Emsatunews.co.id, Pemalang – Ribuan tenaga honorer atau non-ASN di lingkungan Pemerintah Kabupaten Pemalang kini berada dalam ketidakpastian. Kejelasan status hukum mereka yang tak kunjung datang, menuai perhatian serius dari kalangan praktisi hukum, menyusul pengakuan Kepala Badan Kepegawaian Daerah (BKD) Pemalang, Eko Adi Santoso, yang menyatakan bahwa data pasti tenaga non-ASN aktif belum tersedia. Padahal, rekrutmen baru yang berbasis kedekatan telah dilarang.
Eko Adi Santoso menjelaskan kepada media bahwa 1.441 pegawai kategori telah diangkat menjadi PPPK dan kini menunggu penetapan Nomor Induk Pegawai (NIP). “Pegawai non-ASN silakan mendaftar pada formasi yang tersedia. Kami sudah menyarankan agar data diperbaiki,” ujarnya, sembari meminta waktu hingga tahun 2025 untuk menuntaskan evaluasi terhadap tenaga honorer.
Menanggapi situasi ini, praktisi hukum Dr. (c) Imam Subiyanto, S.H., M.H., CPM, mengindikasikan adanya pelanggaran serius terhadap sistem kepegawaian nasional.
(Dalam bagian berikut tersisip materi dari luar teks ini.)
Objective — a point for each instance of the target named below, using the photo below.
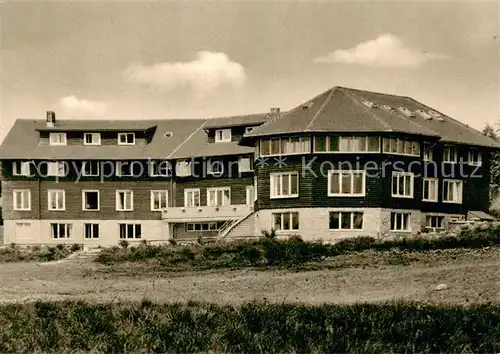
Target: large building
(345, 163)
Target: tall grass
(251, 328)
(267, 252)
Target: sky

Menurutnya, pengangkatan tenaga honorer setelah tahun 2018 tanpa melalui mekanisme resmi adalah tindakan ilegal.
“PP Nomor 49 Tahun 2018 secara tegas melarang pengangkatan honorer di luar mekanisme PPPK atau CPNS. Jika masih dilakukan, itu pelanggaran administrasi, bahkan bisa masuk ke ranah pidana bila disertai gratifikasi,” jelas Imam dalam wawancara pada Rabu (12/6). Ia menambahkan bahwa data kepegawaian yang lemah dan dugaan nepotisme dalam proses rekrutmen mengindikasikan bobroknya sistem meritokrasi ASN di Pemalang. “Kalau rekrutmen dilakukan karena hubungan keluarga, itu pelanggaran berat terhadap prinsip merit system. DPRD dan Ombudsman harus turun tangan,” tegasnya.
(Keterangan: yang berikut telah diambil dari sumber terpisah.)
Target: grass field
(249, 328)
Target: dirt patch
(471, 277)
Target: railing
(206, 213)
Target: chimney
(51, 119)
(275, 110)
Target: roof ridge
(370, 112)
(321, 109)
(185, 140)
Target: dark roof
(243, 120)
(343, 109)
Imam juga menekankan urgensi pengusulan data pegawai non-ASN ke pemerintah pusat, sesuai amanat Surat Edaran MenPAN-RB Nomor B/1511/M.SM.01.00/2022. Ia menyayangkan sikap pasif BKD Pemalang yang terkesan hanya menunggu tanpa ada tindak lanjut nyata. “Ketiadaan regulasi bukan alasan untuk membiarkan ribuan tenaga non-ASN menggantung nasibnya. Ini soal hak atas pekerjaan, dan negara punya kewajiban melindunginya,” imbuh Imam, yang juga menjabat sebagai Konsultan Tata Kelola Pemerintahan.
Di sisi lain, sejumlah pegawai honorer di Pemalang menyuarakan harapan agar status mereka dapat segera ditingkatkan menjadi PPPK penuh atau paruh waktu. Harapan ini selaras dengan amanat Undang-Undang Nomor 20 Tahun 2023 tentang ASN dan Keputusan MenPAN-RB Nomor 16 Tahun 2025 tentang PPPK Paruh Waktu.
Situasi ini menjadi sorotan publik lebih lanjut mengingat batas waktu penyelesaian status non-ASN secara nasional ditetapkan paling lambat Desember 2024. Jika tidak diselesaikan, Pemerintah Daerah terancam melanggar konstitusi dan berpotensi menghadapi gugatan hukum. Akankah Pemerintah Kabupaten Pemalang mampu menyelesaikan permasalahan krusial ini sebelum batas waktu berakhir?**( Joko Longkeyang ).